A Sample Logstash Config
Instead of testing with a Windows log or an OpenSSH log, I can have a really simple logstash "testing" config file that takes in user input in JSON format, looks up the information in a dictionary when it sees a field called "user" then sends the resulting object to the display.

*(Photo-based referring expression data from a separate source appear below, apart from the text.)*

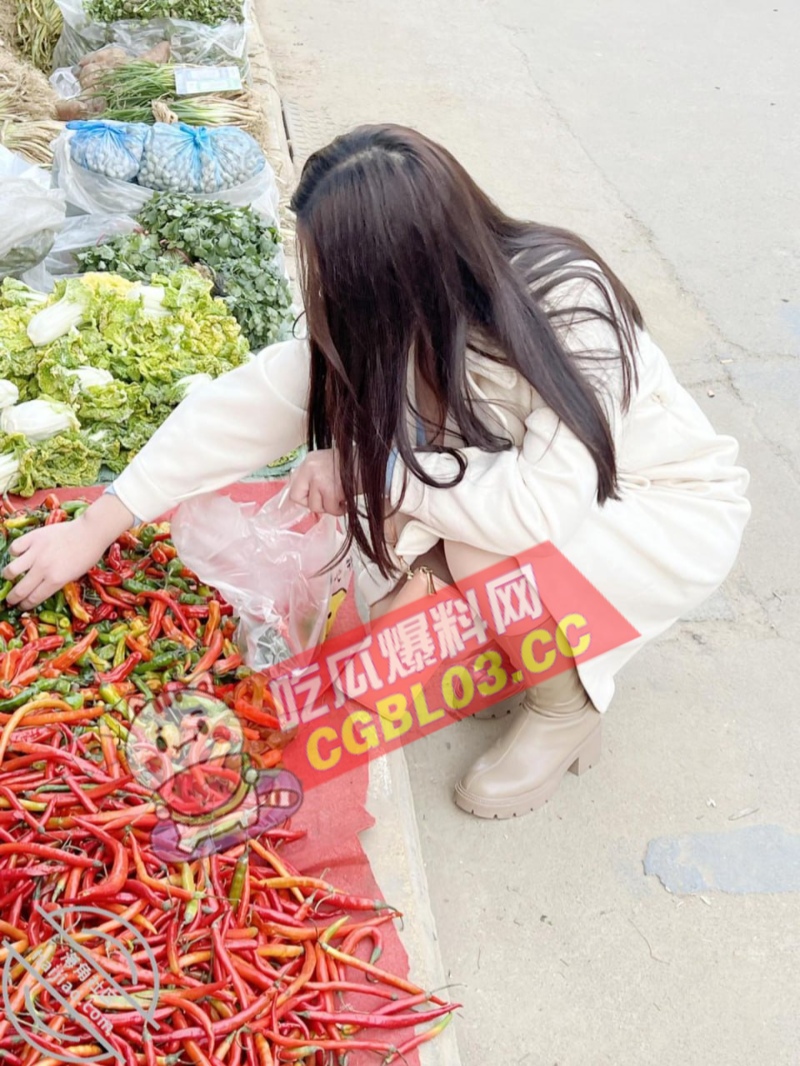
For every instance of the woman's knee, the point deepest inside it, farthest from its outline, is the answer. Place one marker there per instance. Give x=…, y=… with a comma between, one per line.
x=463, y=561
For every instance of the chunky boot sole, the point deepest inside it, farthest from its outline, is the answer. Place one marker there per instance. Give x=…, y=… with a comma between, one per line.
x=582, y=758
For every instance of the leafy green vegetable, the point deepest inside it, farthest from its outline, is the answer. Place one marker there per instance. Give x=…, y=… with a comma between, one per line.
x=134, y=256
x=208, y=12
x=122, y=369
x=70, y=458
x=237, y=246
x=14, y=293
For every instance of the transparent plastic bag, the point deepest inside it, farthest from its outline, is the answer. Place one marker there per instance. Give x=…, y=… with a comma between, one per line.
x=193, y=159
x=190, y=43
x=266, y=561
x=31, y=214
x=112, y=149
x=96, y=194
x=80, y=231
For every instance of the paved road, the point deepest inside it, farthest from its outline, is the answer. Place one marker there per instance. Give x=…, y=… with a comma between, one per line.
x=667, y=134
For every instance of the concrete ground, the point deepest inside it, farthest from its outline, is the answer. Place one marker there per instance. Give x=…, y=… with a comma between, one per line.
x=667, y=135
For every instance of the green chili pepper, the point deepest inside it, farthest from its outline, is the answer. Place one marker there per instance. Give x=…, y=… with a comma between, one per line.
x=75, y=506
x=140, y=586
x=157, y=663
x=115, y=727
x=44, y=684
x=142, y=685
x=237, y=883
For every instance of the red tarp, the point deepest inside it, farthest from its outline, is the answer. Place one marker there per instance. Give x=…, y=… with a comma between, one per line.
x=334, y=813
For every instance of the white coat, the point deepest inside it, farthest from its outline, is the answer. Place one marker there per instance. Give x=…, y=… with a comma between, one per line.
x=655, y=553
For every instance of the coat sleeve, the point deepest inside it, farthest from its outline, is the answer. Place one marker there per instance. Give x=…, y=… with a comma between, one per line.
x=511, y=501
x=222, y=432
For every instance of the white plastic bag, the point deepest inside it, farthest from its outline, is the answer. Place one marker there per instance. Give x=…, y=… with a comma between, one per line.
x=190, y=43
x=31, y=213
x=78, y=232
x=266, y=568
x=96, y=194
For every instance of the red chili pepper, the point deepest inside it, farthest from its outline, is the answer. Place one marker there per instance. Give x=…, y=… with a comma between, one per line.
x=114, y=883
x=134, y=645
x=208, y=658
x=104, y=577
x=72, y=655
x=171, y=604
x=157, y=616
x=45, y=644
x=115, y=597
x=229, y=664
x=73, y=597
x=124, y=669
x=177, y=634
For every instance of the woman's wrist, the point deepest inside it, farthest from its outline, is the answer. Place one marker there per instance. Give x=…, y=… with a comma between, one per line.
x=107, y=519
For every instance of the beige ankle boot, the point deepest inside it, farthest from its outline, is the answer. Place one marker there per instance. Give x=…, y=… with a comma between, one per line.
x=556, y=729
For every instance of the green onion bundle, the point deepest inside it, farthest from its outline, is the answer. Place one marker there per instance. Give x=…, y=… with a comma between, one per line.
x=40, y=23
x=142, y=92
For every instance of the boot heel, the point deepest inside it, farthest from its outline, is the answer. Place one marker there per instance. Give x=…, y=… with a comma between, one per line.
x=588, y=754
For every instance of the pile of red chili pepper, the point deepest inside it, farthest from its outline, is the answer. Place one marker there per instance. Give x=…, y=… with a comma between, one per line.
x=254, y=963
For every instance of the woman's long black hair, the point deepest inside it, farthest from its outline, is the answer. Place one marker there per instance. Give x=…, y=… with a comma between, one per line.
x=403, y=257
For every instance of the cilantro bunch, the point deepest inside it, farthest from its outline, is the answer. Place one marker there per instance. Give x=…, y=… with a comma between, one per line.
x=235, y=245
x=208, y=12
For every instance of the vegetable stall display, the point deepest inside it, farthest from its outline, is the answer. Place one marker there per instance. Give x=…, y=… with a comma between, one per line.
x=98, y=366
x=140, y=91
x=254, y=962
x=208, y=12
x=236, y=244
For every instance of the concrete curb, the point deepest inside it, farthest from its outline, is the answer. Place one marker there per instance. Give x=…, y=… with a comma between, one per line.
x=393, y=844
x=395, y=853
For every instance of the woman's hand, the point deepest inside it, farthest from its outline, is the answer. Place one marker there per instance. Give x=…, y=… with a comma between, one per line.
x=54, y=554
x=316, y=484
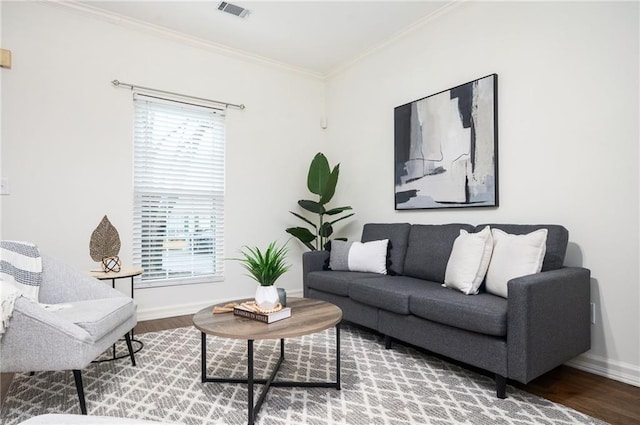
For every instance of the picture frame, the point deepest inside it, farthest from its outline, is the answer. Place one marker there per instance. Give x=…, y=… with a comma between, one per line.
x=446, y=148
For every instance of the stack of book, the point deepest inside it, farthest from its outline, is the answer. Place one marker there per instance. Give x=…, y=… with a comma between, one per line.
x=249, y=312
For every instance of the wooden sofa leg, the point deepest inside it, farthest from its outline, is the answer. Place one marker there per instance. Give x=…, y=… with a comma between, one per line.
x=77, y=376
x=501, y=386
x=127, y=338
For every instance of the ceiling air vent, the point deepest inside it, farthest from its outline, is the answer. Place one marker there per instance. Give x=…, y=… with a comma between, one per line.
x=233, y=9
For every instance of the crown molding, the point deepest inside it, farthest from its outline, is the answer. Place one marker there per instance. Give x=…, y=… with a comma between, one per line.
x=158, y=30
x=398, y=36
x=136, y=24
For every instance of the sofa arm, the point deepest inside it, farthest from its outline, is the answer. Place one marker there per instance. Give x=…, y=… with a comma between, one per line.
x=312, y=261
x=548, y=320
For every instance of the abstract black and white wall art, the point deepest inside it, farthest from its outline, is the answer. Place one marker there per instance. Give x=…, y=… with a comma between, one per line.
x=446, y=148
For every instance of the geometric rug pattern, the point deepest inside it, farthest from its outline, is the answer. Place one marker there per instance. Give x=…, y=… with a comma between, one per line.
x=397, y=386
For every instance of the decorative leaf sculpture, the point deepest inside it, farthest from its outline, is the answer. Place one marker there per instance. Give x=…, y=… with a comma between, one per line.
x=105, y=241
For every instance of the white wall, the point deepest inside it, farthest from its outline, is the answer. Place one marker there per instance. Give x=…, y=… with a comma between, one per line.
x=67, y=140
x=568, y=137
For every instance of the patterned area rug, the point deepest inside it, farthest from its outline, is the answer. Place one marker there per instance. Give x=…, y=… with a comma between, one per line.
x=397, y=386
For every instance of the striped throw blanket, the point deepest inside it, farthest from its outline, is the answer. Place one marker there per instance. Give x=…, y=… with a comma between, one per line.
x=20, y=275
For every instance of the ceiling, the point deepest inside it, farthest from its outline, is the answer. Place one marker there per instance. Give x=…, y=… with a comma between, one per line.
x=317, y=37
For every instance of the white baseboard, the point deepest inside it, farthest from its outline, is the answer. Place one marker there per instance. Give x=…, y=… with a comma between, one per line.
x=612, y=369
x=192, y=308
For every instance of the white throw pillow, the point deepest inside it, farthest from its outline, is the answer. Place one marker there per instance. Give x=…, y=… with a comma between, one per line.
x=369, y=256
x=514, y=256
x=469, y=261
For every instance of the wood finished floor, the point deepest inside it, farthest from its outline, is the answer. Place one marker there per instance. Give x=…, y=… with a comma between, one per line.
x=602, y=398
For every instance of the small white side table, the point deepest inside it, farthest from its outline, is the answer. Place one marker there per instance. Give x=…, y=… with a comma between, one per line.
x=122, y=274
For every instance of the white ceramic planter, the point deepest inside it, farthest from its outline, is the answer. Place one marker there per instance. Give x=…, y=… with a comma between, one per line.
x=267, y=297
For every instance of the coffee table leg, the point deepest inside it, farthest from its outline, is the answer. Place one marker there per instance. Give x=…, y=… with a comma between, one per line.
x=338, y=356
x=250, y=379
x=203, y=352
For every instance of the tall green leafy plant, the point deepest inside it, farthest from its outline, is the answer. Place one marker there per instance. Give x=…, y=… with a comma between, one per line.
x=321, y=181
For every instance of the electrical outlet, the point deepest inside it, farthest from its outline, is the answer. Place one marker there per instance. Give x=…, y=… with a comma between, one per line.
x=4, y=186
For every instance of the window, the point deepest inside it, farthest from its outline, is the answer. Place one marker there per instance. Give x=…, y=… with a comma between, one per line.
x=178, y=192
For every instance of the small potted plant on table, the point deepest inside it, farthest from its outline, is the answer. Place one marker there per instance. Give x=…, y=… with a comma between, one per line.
x=265, y=268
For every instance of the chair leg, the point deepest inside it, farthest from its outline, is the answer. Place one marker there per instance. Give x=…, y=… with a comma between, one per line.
x=77, y=375
x=127, y=338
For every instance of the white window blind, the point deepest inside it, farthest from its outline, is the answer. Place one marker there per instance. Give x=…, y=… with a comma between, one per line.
x=178, y=192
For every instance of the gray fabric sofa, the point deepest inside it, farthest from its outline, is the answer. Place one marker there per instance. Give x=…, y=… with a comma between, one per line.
x=544, y=322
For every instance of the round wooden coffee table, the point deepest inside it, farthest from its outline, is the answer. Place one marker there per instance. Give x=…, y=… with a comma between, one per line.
x=308, y=316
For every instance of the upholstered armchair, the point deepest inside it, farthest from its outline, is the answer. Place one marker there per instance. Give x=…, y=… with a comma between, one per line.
x=94, y=317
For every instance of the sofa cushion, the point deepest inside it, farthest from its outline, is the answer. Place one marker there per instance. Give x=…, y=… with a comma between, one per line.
x=100, y=316
x=483, y=313
x=429, y=249
x=335, y=282
x=557, y=240
x=388, y=293
x=398, y=235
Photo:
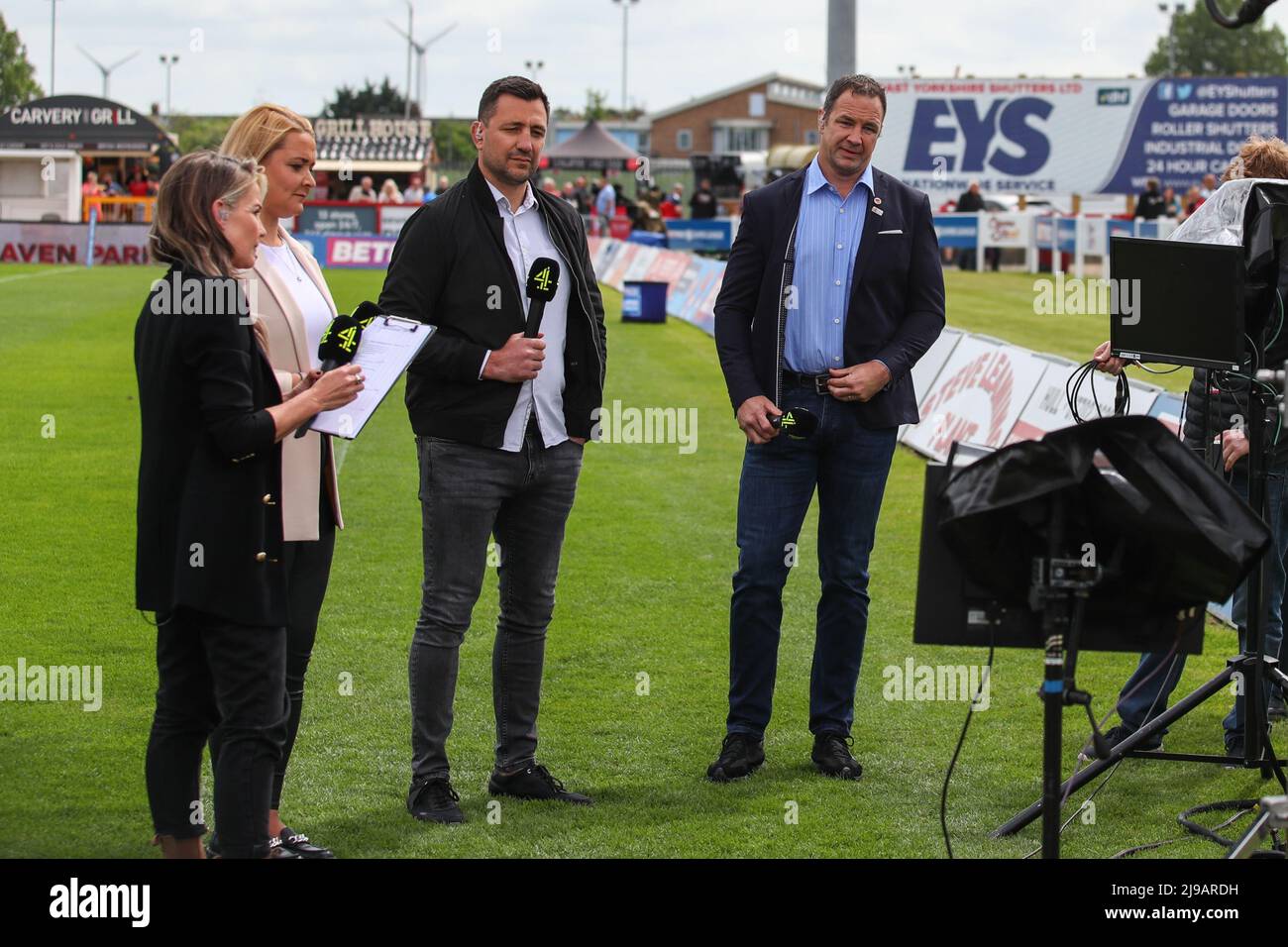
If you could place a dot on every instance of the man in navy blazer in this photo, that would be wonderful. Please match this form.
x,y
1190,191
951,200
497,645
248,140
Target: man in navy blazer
x,y
832,291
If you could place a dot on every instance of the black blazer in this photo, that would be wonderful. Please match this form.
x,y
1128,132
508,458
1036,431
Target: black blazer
x,y
450,268
897,300
210,474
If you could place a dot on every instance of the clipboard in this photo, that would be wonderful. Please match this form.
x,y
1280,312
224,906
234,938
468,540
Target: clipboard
x,y
386,348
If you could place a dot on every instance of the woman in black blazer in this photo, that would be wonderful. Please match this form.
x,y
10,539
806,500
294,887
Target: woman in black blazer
x,y
209,519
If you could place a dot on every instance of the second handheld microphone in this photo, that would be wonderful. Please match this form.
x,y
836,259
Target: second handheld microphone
x,y
542,285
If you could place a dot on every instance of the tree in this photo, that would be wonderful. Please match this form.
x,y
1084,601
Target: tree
x,y
17,75
349,103
1202,48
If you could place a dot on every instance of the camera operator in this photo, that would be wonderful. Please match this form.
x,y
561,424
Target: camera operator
x,y
1216,408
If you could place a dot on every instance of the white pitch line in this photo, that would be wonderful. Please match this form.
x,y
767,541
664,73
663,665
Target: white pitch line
x,y
47,272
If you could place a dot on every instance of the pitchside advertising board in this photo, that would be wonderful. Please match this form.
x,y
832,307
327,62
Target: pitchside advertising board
x,y
59,243
1076,136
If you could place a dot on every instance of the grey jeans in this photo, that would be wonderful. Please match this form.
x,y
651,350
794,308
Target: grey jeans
x,y
469,493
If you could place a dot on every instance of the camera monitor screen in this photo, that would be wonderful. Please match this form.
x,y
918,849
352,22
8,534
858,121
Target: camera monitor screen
x,y
1177,303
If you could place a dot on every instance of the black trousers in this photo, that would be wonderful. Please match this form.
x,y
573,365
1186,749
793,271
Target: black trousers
x,y
226,684
308,569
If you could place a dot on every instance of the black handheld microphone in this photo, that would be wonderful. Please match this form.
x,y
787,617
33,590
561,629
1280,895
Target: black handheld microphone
x,y
542,285
338,347
797,423
366,313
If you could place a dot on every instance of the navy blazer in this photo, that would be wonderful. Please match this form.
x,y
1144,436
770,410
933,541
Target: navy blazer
x,y
897,299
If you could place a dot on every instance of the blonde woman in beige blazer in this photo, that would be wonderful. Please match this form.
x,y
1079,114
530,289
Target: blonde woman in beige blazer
x,y
290,299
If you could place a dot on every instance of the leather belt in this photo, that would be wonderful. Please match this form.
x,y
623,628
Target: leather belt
x,y
816,381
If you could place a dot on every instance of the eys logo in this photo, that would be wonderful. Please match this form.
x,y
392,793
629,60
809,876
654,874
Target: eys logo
x,y
1009,137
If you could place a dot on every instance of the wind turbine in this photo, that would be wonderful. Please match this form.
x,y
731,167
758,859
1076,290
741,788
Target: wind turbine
x,y
420,56
106,69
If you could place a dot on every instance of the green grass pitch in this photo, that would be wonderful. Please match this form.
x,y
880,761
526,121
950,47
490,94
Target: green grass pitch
x,y
644,590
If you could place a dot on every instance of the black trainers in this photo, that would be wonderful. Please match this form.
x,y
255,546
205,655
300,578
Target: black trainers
x,y
275,848
1234,753
533,783
739,757
1276,710
434,800
300,844
1113,737
832,757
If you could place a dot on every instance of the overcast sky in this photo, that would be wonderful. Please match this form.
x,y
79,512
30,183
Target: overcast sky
x,y
297,52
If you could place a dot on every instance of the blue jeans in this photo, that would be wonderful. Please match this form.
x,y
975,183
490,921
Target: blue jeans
x,y
1150,698
848,464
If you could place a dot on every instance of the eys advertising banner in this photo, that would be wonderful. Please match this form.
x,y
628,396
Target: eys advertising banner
x,y
1070,136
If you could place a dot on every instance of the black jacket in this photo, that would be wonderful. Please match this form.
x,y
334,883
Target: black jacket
x,y
897,300
447,269
210,474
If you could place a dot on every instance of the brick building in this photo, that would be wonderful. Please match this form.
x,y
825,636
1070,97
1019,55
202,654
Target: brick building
x,y
752,116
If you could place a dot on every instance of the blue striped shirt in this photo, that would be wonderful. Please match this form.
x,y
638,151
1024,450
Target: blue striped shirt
x,y
827,244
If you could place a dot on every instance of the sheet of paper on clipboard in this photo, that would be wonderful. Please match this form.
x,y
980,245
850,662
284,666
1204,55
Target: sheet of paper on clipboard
x,y
386,348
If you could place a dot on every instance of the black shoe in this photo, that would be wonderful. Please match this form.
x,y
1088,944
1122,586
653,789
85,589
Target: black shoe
x,y
533,783
1276,710
739,757
1113,737
275,849
278,849
300,845
832,757
1234,753
434,800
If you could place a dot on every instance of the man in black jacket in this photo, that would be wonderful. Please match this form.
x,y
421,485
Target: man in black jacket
x,y
500,423
832,292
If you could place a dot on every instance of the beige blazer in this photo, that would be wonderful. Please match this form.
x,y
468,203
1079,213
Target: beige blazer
x,y
274,305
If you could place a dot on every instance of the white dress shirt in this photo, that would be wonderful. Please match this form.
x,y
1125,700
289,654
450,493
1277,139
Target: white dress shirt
x,y
313,305
527,239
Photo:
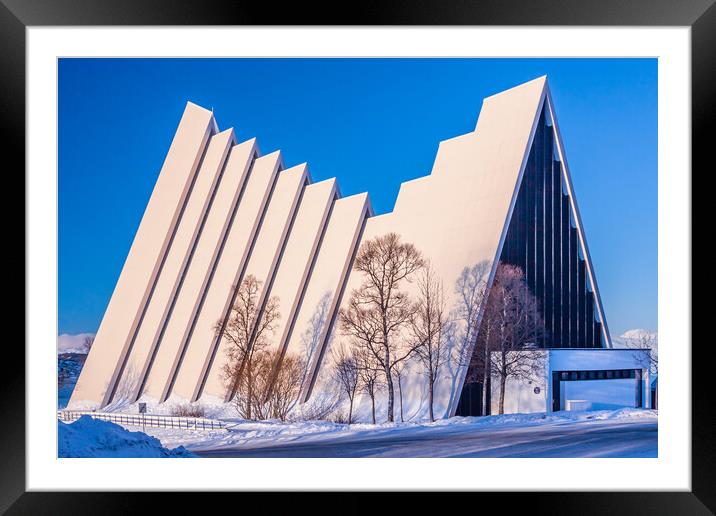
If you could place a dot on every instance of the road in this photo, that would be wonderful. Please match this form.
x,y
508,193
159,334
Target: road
x,y
599,438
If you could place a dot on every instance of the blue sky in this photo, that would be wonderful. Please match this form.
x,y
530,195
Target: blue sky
x,y
372,123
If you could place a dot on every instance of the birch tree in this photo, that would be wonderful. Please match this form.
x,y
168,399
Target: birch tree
x,y
247,333
378,311
428,330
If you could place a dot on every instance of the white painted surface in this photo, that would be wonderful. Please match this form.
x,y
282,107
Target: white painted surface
x,y
602,394
207,252
142,265
261,263
227,272
174,267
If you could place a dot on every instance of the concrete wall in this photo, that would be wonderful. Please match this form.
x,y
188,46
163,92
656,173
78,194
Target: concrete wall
x,y
96,383
603,394
243,215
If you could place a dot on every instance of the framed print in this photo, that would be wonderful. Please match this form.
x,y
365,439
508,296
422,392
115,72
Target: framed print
x,y
434,249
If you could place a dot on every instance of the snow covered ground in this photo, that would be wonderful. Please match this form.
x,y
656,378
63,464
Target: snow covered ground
x,y
608,433
88,437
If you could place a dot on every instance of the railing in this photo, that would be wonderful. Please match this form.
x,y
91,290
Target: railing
x,y
156,421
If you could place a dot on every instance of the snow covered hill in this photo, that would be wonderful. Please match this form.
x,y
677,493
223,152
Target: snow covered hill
x,y
88,437
77,343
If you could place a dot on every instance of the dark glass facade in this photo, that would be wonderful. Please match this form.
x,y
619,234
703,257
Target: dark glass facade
x,y
543,241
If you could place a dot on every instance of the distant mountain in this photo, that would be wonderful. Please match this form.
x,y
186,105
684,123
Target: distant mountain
x,y
638,334
76,343
636,338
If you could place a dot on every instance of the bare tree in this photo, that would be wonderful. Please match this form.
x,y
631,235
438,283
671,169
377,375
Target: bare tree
x,y
474,349
285,384
247,334
471,287
378,310
311,336
428,329
516,325
643,339
398,372
369,376
346,373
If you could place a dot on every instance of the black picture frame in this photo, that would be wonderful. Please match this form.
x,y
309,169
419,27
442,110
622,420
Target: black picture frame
x,y
700,15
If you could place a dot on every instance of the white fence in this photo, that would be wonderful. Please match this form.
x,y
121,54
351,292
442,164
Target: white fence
x,y
157,421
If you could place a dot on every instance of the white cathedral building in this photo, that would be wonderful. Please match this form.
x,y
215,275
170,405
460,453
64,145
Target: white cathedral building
x,y
221,211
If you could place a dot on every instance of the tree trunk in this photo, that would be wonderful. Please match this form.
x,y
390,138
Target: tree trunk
x,y
503,381
430,393
372,401
400,395
249,400
485,375
391,394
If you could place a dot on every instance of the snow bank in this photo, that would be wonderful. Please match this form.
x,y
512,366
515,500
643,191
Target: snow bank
x,y
256,434
88,437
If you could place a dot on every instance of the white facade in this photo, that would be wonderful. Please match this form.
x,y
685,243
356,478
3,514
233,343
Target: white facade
x,y
603,389
221,211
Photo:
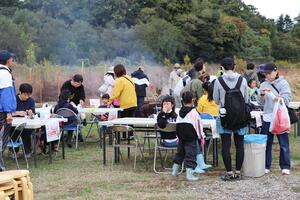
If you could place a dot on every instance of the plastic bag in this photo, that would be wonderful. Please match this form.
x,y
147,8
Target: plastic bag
x,y
281,120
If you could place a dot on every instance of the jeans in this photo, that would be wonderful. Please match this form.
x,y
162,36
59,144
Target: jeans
x,y
283,139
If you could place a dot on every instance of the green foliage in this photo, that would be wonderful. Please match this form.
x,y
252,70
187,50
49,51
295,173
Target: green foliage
x,y
64,32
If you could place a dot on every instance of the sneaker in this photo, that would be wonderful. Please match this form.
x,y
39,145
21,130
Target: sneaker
x,y
238,176
228,177
285,172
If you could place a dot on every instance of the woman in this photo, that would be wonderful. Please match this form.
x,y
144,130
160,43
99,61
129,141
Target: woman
x,y
272,89
124,90
109,82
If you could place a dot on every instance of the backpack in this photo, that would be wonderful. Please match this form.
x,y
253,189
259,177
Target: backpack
x,y
236,116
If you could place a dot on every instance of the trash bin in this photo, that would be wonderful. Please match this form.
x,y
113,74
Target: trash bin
x,y
255,155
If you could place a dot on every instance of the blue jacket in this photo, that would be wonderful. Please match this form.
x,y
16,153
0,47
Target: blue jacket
x,y
8,102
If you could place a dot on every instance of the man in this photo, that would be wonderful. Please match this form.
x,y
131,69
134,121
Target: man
x,y
230,92
7,100
250,74
76,89
141,82
174,78
25,107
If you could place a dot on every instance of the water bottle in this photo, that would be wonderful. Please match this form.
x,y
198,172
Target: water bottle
x,y
222,112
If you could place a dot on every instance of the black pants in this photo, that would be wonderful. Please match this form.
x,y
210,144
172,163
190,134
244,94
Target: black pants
x,y
186,151
226,145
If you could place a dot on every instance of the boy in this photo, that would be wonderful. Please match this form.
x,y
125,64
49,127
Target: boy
x,y
188,130
25,107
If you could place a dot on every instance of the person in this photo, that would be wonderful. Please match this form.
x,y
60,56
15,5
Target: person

That "simple" configuration for logstash, which I'm naming ls_test.conf, could look like this:
input { stdin { codec => json } }
filter {
if [user] {
translate {
field => "user"
destination => "from_ad"
dictionary_path => "ad_users_file.yml"
refresh_behaviour => "replace"
}
}
}
output { stdout { codec => rubydebug } }
Logstash can be started with a specific config file with:
sudo /usr/share/logstash/bin/logstash -f ls_test.conf
Once it's ready for input, if I use the following two objects then I get a good test of what happens if logstash both does and does not find my object in the dictionary:
{"user":"charlie"}
{"user":"charlatan"}
When I use them, I get the following output:
{"user":"charlie"}
{
"@version" => "1",
"user" => "charlie",
"@timestamp" => 2018-10-15T02:10:06.240Z,
"host" => "u18"
}
{"user":"charlatan"}
{
"@version" => "1",
"user" => "charlatan",
"@timestamp" => 2018-10-15T02:10:14.579Z,
"host" => "u18",
"from_ad" => {
"dn" => "CN=Just A. Charlatan,OU=osg_users,DC=osg,DC=local",
"displayname" => "Just A. Charlatan",
"memberof" => [
[0] "CN=InfoSec,DC=osg,DC=local"
]
}
}
This is exactly what I'd expect to see. Having everything under the "from_ad" field may not be ideal, I can always use a mutate statement to move or rename any field to a more "reasonable" or "usable" place.
Wrapping Up
This is an enrichment technique that I really like and that I recommend implementing anywhere possible. It's also really flexible! I know I've written about it in the context of Active Directory but it's really in the context of any LDAP - Active Directory just happens to be the one folks tend to be familiar with these days. Want to search something by username? Great, here you go! Need to search the rest of your logs and limit it to only members of a given OU? No more waiting for your directory to return all of those objects and search for those, no more retrieving all of your logs and waiting while your SIEM looks for them one-at-a-time in a lookup table *at search time* with potentially out-of-date information - it's all added when the log is cut with the most current information at the time!